Kunci Ketahanan Ekonomi Indonesia Kini ada di Ekspor dan Pariwisata

Kamis 11 Oct 2018 14:19 WIB

Rep:AA/Ed:Titin Nuryani L Wiyono

Pariwisata Indonesia

Foto: google image

Indonesia sebagai negara yang memiliki defisit transaksi berjalan terus menjaga agar defisit tersebut berada pada level yang aman


ESQNews.id, JAKARTA – Bank Indonesia (BI) menyebut kunci ketahanan ekonomi Indonesia dalam menghadapi tantangan dan ketidakpastian perekonomian global terletak pada peningkatan ekspor dan pariwisata.


Deputi Gubernur Senior Bank Indonesia Mirza Adityaswara mengatakan hal tersebut dalam seminar Reinventing Bretton Woods Committee yang mengambil tema “The Shadow of Neo Protectionism and Coping with The Challenges of The Normalisation Process” yang dilaksanakan dalam rangkaian Pertemuan Tahunan IMF-Bank Dunia 2018, Kamis (10/11/2018).


Mirza menyatakan bahwa proses normalisasi negara maju, khususnya Amerika Serikat (AS) memang membawa dampak global, khususnya terhadap negara berkembang, bahkan sejak dicanangkan pada Mei 2013.


“Demikian pula neoproteksionisme yang dimulai pada 2016 dan semakin mengalami boom pada 2018,” ujar Mirza. 

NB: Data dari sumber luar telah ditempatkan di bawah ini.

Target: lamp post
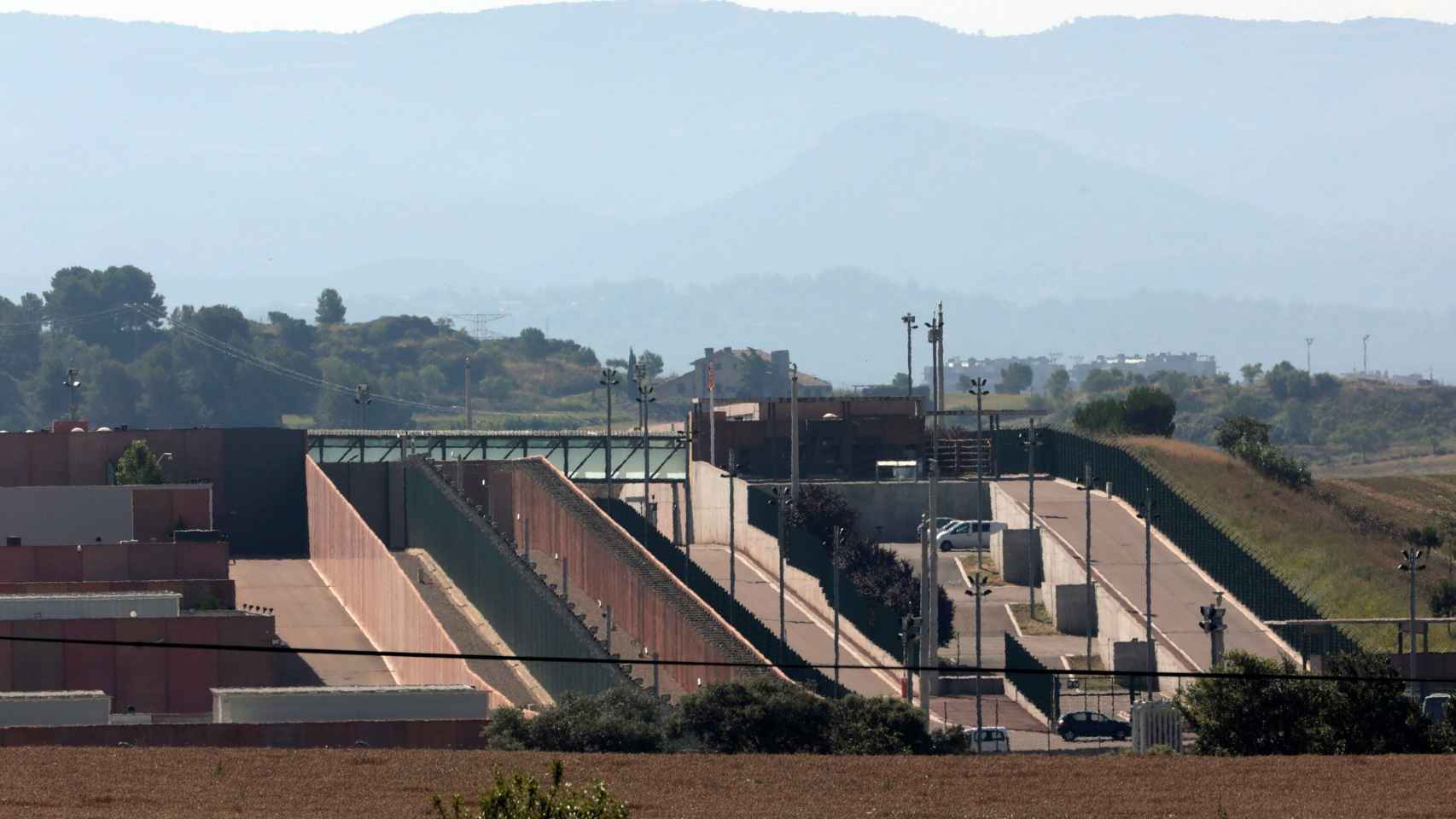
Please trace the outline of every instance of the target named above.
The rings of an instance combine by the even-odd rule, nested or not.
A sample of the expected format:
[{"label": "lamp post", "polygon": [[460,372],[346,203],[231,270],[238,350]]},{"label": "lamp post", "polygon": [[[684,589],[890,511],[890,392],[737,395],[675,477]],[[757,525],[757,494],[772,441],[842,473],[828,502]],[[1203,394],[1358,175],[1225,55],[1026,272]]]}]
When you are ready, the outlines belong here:
[{"label": "lamp post", "polygon": [[597,381],[597,384],[607,388],[607,439],[606,452],[603,454],[606,458],[603,474],[607,479],[607,500],[612,500],[612,387],[616,387],[620,383],[622,380],[617,378],[616,368],[612,367],[603,369],[601,378]]},{"label": "lamp post", "polygon": [[965,594],[976,598],[976,752],[981,752],[981,598],[992,594],[987,588],[990,578],[976,572],[970,578],[971,588]]},{"label": "lamp post", "polygon": [[[1153,487],[1144,489],[1143,509],[1137,514],[1143,519],[1143,583],[1147,596],[1143,601],[1143,621],[1147,640],[1147,671],[1158,669],[1158,649],[1153,644]],[[1147,698],[1153,698],[1153,679],[1147,678]]]},{"label": "lamp post", "polygon": [[642,543],[646,543],[652,531],[652,451],[648,448],[651,439],[646,434],[646,406],[657,397],[652,394],[652,378],[646,374],[646,367],[641,364],[638,364],[636,383],[636,403],[642,412]]},{"label": "lamp post", "polygon": [[914,397],[914,371],[910,369],[910,361],[911,361],[910,337],[913,335],[911,330],[914,330],[920,324],[914,323],[914,314],[913,313],[906,313],[904,316],[900,317],[900,320],[906,323],[906,397],[907,399],[913,399]]},{"label": "lamp post", "polygon": [[[1026,435],[1022,441],[1026,448],[1026,617],[1037,618],[1037,580],[1041,579],[1041,560],[1037,546],[1032,543],[1037,535],[1037,419],[1026,419]],[[1002,541],[1005,544],[1005,541]]]},{"label": "lamp post", "polygon": [[[728,598],[738,599],[738,548],[734,544],[734,490],[732,482],[738,477],[738,464],[734,461],[732,450],[728,450],[728,471],[722,476],[728,479]],[[732,611],[731,608],[728,610]]]},{"label": "lamp post", "polygon": [[981,457],[986,454],[984,441],[981,441],[981,399],[987,394],[986,378],[971,378],[971,388],[967,391],[976,396],[976,570],[978,572],[986,567],[986,560],[981,556],[986,546],[986,508],[981,503],[984,493]]},{"label": "lamp post", "polygon": [[[1420,570],[1423,570],[1423,569],[1425,569],[1425,564],[1421,563],[1421,550],[1420,548],[1414,548],[1414,547],[1412,548],[1402,548],[1401,550],[1401,557],[1405,559],[1405,563],[1401,563],[1401,566],[1398,566],[1398,569],[1401,569],[1401,572],[1405,572],[1405,573],[1408,573],[1411,576],[1411,663],[1409,663],[1409,668],[1406,671],[1406,676],[1411,678],[1411,679],[1414,679],[1415,678],[1415,573],[1420,572]],[[1423,700],[1425,698],[1425,684],[1424,682],[1420,684],[1420,695],[1421,695]]]},{"label": "lamp post", "polygon": [[[360,429],[368,429],[368,422],[365,412],[368,406],[374,403],[374,399],[368,394],[368,384],[358,384],[354,387],[354,403],[360,406]],[[360,447],[360,460],[364,458],[364,448]]]},{"label": "lamp post", "polygon": [[[76,388],[82,385],[82,371],[74,367],[66,371],[66,381],[63,384],[71,394],[71,420],[76,420]],[[52,404],[54,406],[54,404]]]}]

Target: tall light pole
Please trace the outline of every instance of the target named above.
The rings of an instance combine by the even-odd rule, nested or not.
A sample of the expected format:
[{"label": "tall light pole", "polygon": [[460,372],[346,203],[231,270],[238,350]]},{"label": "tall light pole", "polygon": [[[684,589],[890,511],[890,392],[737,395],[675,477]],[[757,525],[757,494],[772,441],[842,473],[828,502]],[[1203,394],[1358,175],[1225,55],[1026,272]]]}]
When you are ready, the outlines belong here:
[{"label": "tall light pole", "polygon": [[[1095,586],[1092,585],[1092,482],[1096,480],[1096,479],[1092,477],[1092,461],[1088,461],[1086,464],[1083,464],[1082,474],[1083,474],[1083,477],[1082,477],[1082,486],[1079,486],[1077,489],[1080,489],[1083,493],[1086,493],[1086,515],[1088,515],[1088,544],[1086,544],[1086,553],[1083,554],[1083,559],[1085,559],[1086,567],[1088,567],[1088,583],[1086,583],[1086,594],[1088,594],[1088,623],[1086,623],[1088,656],[1086,656],[1086,662],[1088,662],[1088,668],[1086,669],[1092,671],[1092,621],[1096,618],[1096,594],[1095,594]],[[1083,687],[1083,692],[1085,691],[1086,691],[1086,688]]]},{"label": "tall light pole", "polygon": [[[1143,602],[1143,621],[1147,640],[1147,671],[1156,671],[1158,649],[1153,647],[1153,487],[1144,487],[1143,511],[1137,515],[1143,519],[1143,582],[1147,588],[1147,598]],[[1153,698],[1153,676],[1147,678],[1147,698]]]},{"label": "tall light pole", "polygon": [[[1041,560],[1037,546],[1037,419],[1026,419],[1026,617],[1037,618],[1037,580],[1041,579]],[[1003,541],[1005,543],[1005,541]]]},{"label": "tall light pole", "polygon": [[[734,461],[732,450],[728,450],[728,471],[721,477],[728,480],[728,598],[738,599],[738,547],[734,544],[734,490],[732,482],[738,477],[738,464]],[[729,611],[732,611],[729,608]],[[729,624],[731,626],[731,624]]]},{"label": "tall light pole", "polygon": [[[374,403],[374,399],[368,394],[368,384],[358,384],[354,387],[354,403],[360,406],[360,429],[368,429],[367,415],[368,406]],[[364,448],[360,447],[360,458],[364,458]]]},{"label": "tall light pole", "polygon": [[603,387],[607,388],[607,438],[606,438],[606,451],[603,452],[603,457],[606,460],[603,471],[607,479],[607,500],[612,500],[612,387],[616,387],[620,383],[622,380],[617,378],[616,368],[612,367],[603,369],[601,378],[597,381],[597,384],[601,384]]},{"label": "tall light pole", "polygon": [[990,578],[977,572],[967,578],[971,588],[965,594],[976,598],[976,752],[981,752],[981,598],[992,594]]},{"label": "tall light pole", "polygon": [[[74,367],[66,371],[66,383],[63,384],[71,394],[71,420],[76,420],[76,388],[82,385],[82,371]],[[55,406],[55,404],[51,404]]]},{"label": "tall light pole", "polygon": [[[1423,570],[1423,569],[1425,569],[1425,564],[1421,563],[1421,550],[1420,548],[1414,548],[1414,547],[1412,548],[1402,548],[1401,550],[1401,557],[1405,559],[1405,563],[1401,563],[1399,569],[1411,576],[1411,634],[1409,634],[1409,637],[1411,637],[1411,663],[1408,666],[1406,676],[1411,678],[1411,679],[1414,679],[1417,676],[1415,675],[1415,573],[1420,572],[1420,570]],[[1425,684],[1421,682],[1420,687],[1421,687],[1420,688],[1420,692],[1421,692],[1420,695],[1424,700],[1425,698]]]},{"label": "tall light pole", "polygon": [[799,365],[789,364],[789,489],[799,496]]},{"label": "tall light pole", "polygon": [[652,451],[648,448],[651,439],[646,434],[646,406],[657,397],[652,394],[652,378],[646,374],[646,367],[641,364],[638,364],[636,383],[636,403],[642,410],[642,543],[646,543],[648,534],[652,531]]},{"label": "tall light pole", "polygon": [[[780,652],[789,647],[789,628],[788,620],[783,615],[783,531],[789,525],[789,503],[794,500],[789,498],[789,490],[779,487],[773,490],[775,503],[779,506],[779,642],[783,643]],[[779,658],[783,662],[783,658]]]},{"label": "tall light pole", "polygon": [[913,399],[914,397],[914,371],[910,369],[910,361],[911,361],[911,355],[910,355],[910,337],[911,337],[911,330],[914,330],[920,324],[914,323],[914,314],[913,313],[906,313],[904,316],[900,317],[900,320],[906,323],[906,397],[907,399]]},{"label": "tall light pole", "polygon": [[981,474],[981,457],[986,454],[986,447],[981,441],[981,399],[987,394],[986,378],[971,378],[971,388],[967,391],[976,396],[976,569],[981,570],[986,566],[981,557],[983,547],[986,546],[986,535],[983,534],[986,528],[983,525],[986,522],[986,508],[983,505],[984,498],[981,496],[986,490]]},{"label": "tall light pole", "polygon": [[464,428],[475,429],[475,407],[470,406],[470,356],[464,356]]}]

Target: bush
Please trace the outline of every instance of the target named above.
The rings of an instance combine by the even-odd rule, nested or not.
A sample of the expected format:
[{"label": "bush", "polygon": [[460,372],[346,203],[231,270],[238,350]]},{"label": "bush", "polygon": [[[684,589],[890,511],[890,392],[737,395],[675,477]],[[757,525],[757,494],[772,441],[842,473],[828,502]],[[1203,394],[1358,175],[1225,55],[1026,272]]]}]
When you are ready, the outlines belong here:
[{"label": "bush", "polygon": [[926,754],[930,735],[925,714],[900,698],[850,694],[833,706],[830,748],[834,754]]},{"label": "bush", "polygon": [[491,793],[482,793],[475,809],[454,794],[447,806],[435,794],[430,804],[440,819],[626,819],[628,806],[613,797],[600,781],[587,790],[565,784],[561,761],[552,762],[552,783],[543,788],[536,777],[517,771],[511,777],[496,777]]},{"label": "bush", "polygon": [[[524,745],[563,754],[655,754],[667,745],[664,716],[662,703],[641,688],[569,691],[530,720]],[[502,742],[511,736],[505,730]]]},{"label": "bush", "polygon": [[116,484],[162,483],[162,464],[146,441],[137,439],[116,458]]},{"label": "bush", "polygon": [[530,748],[531,726],[526,720],[526,713],[520,708],[505,706],[491,711],[491,720],[485,723],[485,745],[495,751],[526,751]]},{"label": "bush", "polygon": [[1178,401],[1156,387],[1133,387],[1123,400],[1123,428],[1137,435],[1174,434]]},{"label": "bush", "polygon": [[1072,423],[1086,432],[1117,435],[1123,431],[1123,401],[1117,399],[1098,399],[1080,404],[1072,413]]},{"label": "bush", "polygon": [[1259,679],[1297,669],[1245,652],[1229,652],[1214,671],[1254,678],[1200,679],[1178,697],[1198,754],[1424,754],[1443,742],[1389,660],[1369,652],[1331,658],[1331,675],[1360,678],[1347,682]]},{"label": "bush", "polygon": [[764,675],[683,697],[673,733],[692,735],[713,754],[826,754],[830,724],[827,700]]}]

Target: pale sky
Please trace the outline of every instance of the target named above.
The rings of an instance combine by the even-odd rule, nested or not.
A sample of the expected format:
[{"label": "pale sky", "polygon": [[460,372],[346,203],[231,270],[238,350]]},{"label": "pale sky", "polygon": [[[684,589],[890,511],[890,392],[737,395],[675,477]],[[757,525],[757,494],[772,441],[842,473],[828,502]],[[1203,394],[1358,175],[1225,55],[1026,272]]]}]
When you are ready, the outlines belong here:
[{"label": "pale sky", "polygon": [[[162,20],[218,31],[354,32],[408,15],[479,12],[517,4],[524,3],[521,0],[0,0],[0,12]],[[1098,15],[1208,15],[1281,20],[1418,17],[1456,23],[1456,0],[744,0],[741,4],[792,12],[909,15],[990,35],[1028,33],[1075,17]]]}]

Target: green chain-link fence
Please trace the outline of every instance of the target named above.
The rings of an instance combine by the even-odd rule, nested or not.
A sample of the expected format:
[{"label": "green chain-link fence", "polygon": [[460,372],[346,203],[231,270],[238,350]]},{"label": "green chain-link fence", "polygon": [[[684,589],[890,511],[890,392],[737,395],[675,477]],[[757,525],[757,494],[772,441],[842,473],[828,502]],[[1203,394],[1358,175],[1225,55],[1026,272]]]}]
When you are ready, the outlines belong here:
[{"label": "green chain-link fence", "polygon": [[[412,460],[405,480],[409,544],[424,548],[517,655],[609,659],[606,647],[536,576],[514,544],[435,471]],[[526,660],[552,697],[635,685],[612,662]]]}]

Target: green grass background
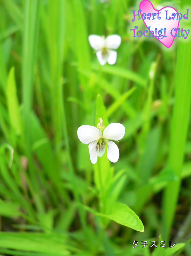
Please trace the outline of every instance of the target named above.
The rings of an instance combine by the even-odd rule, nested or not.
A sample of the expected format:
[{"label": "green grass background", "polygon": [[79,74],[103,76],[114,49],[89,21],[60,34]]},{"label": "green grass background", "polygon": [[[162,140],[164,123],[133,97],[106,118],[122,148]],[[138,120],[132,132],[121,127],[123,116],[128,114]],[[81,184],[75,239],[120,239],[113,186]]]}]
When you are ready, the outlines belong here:
[{"label": "green grass background", "polygon": [[[191,254],[190,35],[133,38],[139,3],[0,0],[1,255]],[[114,34],[102,67],[88,36]],[[99,117],[125,127],[116,163],[92,164],[78,138]]]}]

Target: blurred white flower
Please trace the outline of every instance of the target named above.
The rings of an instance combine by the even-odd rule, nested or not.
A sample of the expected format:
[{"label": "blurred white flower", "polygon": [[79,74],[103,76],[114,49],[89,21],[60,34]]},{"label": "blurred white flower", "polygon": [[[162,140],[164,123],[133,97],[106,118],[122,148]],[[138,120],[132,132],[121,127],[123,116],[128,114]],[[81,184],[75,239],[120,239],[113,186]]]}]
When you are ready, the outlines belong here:
[{"label": "blurred white flower", "polygon": [[111,35],[105,39],[96,35],[88,37],[90,45],[96,51],[96,55],[102,66],[107,62],[110,65],[115,64],[117,59],[117,52],[111,49],[117,49],[121,44],[121,38],[118,35]]},{"label": "blurred white flower", "polygon": [[107,158],[111,162],[115,163],[119,157],[119,149],[114,142],[107,140],[118,141],[122,139],[125,134],[125,127],[121,124],[113,123],[105,128],[102,118],[100,119],[100,123],[97,128],[86,125],[79,127],[78,129],[78,136],[82,143],[90,143],[88,148],[92,164],[96,163],[98,156],[102,157],[105,153],[106,143],[107,145]]}]

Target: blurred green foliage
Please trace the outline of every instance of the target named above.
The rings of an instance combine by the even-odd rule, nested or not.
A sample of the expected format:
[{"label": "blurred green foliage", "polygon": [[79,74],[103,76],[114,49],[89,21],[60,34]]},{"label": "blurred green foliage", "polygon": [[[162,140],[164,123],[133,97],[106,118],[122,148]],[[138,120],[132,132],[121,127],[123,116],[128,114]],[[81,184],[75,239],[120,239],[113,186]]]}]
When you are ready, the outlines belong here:
[{"label": "blurred green foliage", "polygon": [[[1,255],[190,255],[191,43],[133,38],[139,3],[0,0]],[[101,66],[88,36],[114,34]],[[77,136],[100,117],[125,128],[114,164]]]}]

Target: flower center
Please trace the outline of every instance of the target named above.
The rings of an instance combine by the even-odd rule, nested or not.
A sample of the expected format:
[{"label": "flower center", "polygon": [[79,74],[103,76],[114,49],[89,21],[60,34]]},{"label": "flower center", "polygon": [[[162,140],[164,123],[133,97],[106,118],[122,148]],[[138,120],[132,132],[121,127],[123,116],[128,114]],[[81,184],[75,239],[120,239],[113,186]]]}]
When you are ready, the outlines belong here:
[{"label": "flower center", "polygon": [[106,58],[107,56],[107,49],[106,47],[104,47],[102,50],[102,57],[104,58]]},{"label": "flower center", "polygon": [[105,141],[104,139],[101,138],[96,145],[96,151],[99,157],[101,157],[105,152]]}]

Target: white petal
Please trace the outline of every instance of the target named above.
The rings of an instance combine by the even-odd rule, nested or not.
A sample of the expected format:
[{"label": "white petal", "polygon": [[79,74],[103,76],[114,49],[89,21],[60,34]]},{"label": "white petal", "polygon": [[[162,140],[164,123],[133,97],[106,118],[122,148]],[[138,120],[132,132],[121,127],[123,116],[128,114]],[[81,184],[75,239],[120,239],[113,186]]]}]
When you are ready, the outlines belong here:
[{"label": "white petal", "polygon": [[100,130],[92,125],[87,125],[79,127],[77,133],[80,141],[84,144],[88,144],[102,136],[102,133]]},{"label": "white petal", "polygon": [[119,150],[118,147],[112,141],[106,141],[107,145],[107,156],[110,161],[116,163],[119,159]]},{"label": "white petal", "polygon": [[88,39],[90,45],[96,51],[102,49],[105,46],[105,40],[101,36],[91,35],[89,36]]},{"label": "white petal", "polygon": [[112,35],[106,38],[105,42],[108,49],[117,49],[121,44],[121,38],[118,35]]},{"label": "white petal", "polygon": [[117,60],[117,52],[116,51],[108,50],[108,53],[107,62],[110,65],[113,65]]},{"label": "white petal", "polygon": [[119,141],[123,138],[125,134],[125,127],[119,123],[112,123],[107,126],[103,131],[103,138]]},{"label": "white petal", "polygon": [[103,56],[102,55],[102,51],[101,50],[98,51],[96,53],[96,55],[98,58],[98,59],[100,63],[102,66],[103,66],[107,62],[107,54],[106,54]]},{"label": "white petal", "polygon": [[102,140],[101,141],[98,141],[96,145],[96,152],[98,157],[101,157],[105,153],[105,141]]},{"label": "white petal", "polygon": [[95,164],[98,160],[98,156],[96,152],[96,145],[98,140],[94,141],[89,144],[88,146],[89,151],[90,160],[92,164]]}]

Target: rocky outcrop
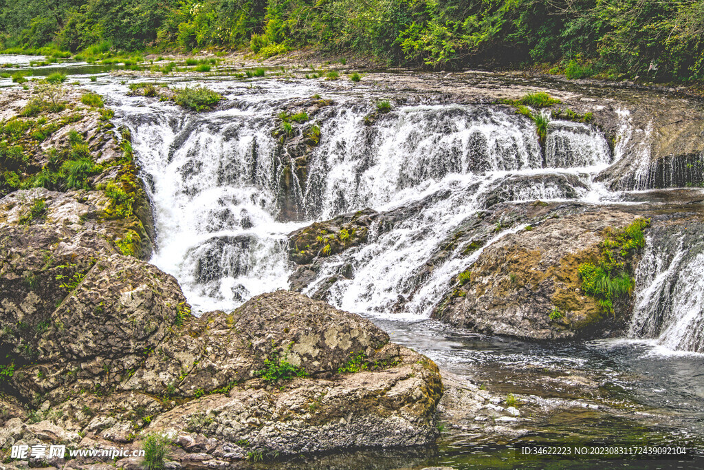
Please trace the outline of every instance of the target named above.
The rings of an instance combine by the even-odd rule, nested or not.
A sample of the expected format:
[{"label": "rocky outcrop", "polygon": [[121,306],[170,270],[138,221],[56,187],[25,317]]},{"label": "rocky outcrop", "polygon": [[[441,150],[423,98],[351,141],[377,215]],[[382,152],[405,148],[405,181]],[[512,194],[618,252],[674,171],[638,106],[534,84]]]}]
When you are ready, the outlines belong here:
[{"label": "rocky outcrop", "polygon": [[704,183],[704,110],[693,100],[642,100],[622,111],[615,150],[620,160],[598,177],[612,190],[700,186]]},{"label": "rocky outcrop", "polygon": [[308,177],[308,163],[313,149],[320,142],[320,123],[333,104],[319,96],[288,104],[279,113],[280,125],[272,132],[277,139],[274,173],[278,179],[278,218],[282,221],[304,220],[301,202]]},{"label": "rocky outcrop", "polygon": [[171,458],[191,468],[436,438],[437,367],[371,322],[289,291],[196,319],[171,276],[92,252],[57,308],[0,316],[18,331],[0,338],[3,350],[21,351],[4,388],[32,404],[27,414],[8,402],[4,428],[15,431],[0,446],[51,435],[23,424],[30,414],[80,448],[139,448],[164,433]]}]

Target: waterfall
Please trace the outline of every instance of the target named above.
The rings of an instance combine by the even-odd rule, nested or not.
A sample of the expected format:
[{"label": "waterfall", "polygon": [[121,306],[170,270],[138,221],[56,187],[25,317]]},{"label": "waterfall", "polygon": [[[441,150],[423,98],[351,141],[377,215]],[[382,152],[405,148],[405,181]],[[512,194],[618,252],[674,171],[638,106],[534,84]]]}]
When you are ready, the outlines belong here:
[{"label": "waterfall", "polygon": [[628,335],[670,350],[704,352],[704,242],[700,224],[649,235],[638,266]]},{"label": "waterfall", "polygon": [[546,161],[532,122],[489,106],[405,106],[365,125],[368,109],[339,109],[326,120],[304,194],[310,219],[417,197],[449,175],[543,167],[605,166],[611,155],[591,126],[551,123]]},{"label": "waterfall", "polygon": [[[466,243],[444,248],[478,211],[584,197],[592,176],[612,159],[603,135],[589,125],[551,121],[541,149],[532,121],[505,106],[405,106],[370,120],[373,104],[337,96],[314,118],[320,144],[300,178],[289,171],[298,179],[282,195],[282,168],[292,157],[272,137],[276,116],[313,93],[296,84],[272,86],[279,87],[275,95],[237,89],[226,109],[203,114],[168,104],[121,106],[153,202],[151,262],[179,280],[196,310],[227,310],[287,288],[289,233],[370,207],[397,216],[383,230],[372,223],[363,247],[320,260],[306,292],[344,270],[349,278],[325,297],[334,305],[427,317],[478,256],[465,254]],[[284,197],[296,199],[302,220],[286,221]]]},{"label": "waterfall", "polygon": [[191,303],[231,308],[287,287],[286,234],[275,220],[272,110],[252,104],[182,118],[160,109],[127,116],[153,202],[151,262]]}]

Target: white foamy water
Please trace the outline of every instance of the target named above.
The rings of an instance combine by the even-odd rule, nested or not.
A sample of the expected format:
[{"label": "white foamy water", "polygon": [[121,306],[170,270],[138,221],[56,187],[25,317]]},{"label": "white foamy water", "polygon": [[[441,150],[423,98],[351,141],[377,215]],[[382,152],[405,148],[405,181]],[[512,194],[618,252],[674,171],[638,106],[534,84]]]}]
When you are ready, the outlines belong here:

Kebijakan-kebijakan ekonomi AS dan Tiongkok lanjut Mirza, membawa pengaruh kepada negara berkembang, termasuk dari sisi nilai tukar. Dalam kondisi global tersebut, Indonesia sebagai negara yang memiliki defisit transaksi berjalan ujar Mirza, terus menjaga agar defisit tersebut berada pada level yang aman. 


Mirza menambahkan defisit transaksi berjalan Indonesia saat ini terkait kebutuhan pembangunan infrastruktur, mengingat Indonesia sebagai negara kepulauan terbesar memang sangat membutuhkan fasilitas seperti bandara, pelabuhan, dan tol laut. 


Di samping infrastruktur, lanjut dia, impor minyak Indonesia juga menjadi salah satu faktor berpengaruh saat ini. Untuk itu, Pemerintah telah mendorong penggunaan B20, yaitu bahan bakar yang dicampur dengan minyak kelapa sawit, untuk mengurangi kebutuhan impor. 


“Dengan kebutuhan impor yang masih besar, semakin penting bagi Indonesia untuk mendorong ekspor dan pariwisata,” tegas Mirza. Pemerintah menurut dia, saat ini terus mengembangkan berbagai destinasi wisata agar wisatawan asing memiliki pilihan destinasi selain Bali. 


Jumlah wisatawan yang datang ke Indonesia ditargetkan terus bertambah, yaitu 20 juta orang pada 2020 dan 25 juta orang pada 2025, yang diharapkan dapat menambah penerimaan devisa negara.


Mirza pada kesempatan tersebut juga mengingatkan seluruh peserta yang hadir dari berbagai negara, untuk berbelanja produk-produk buatan Indonesia.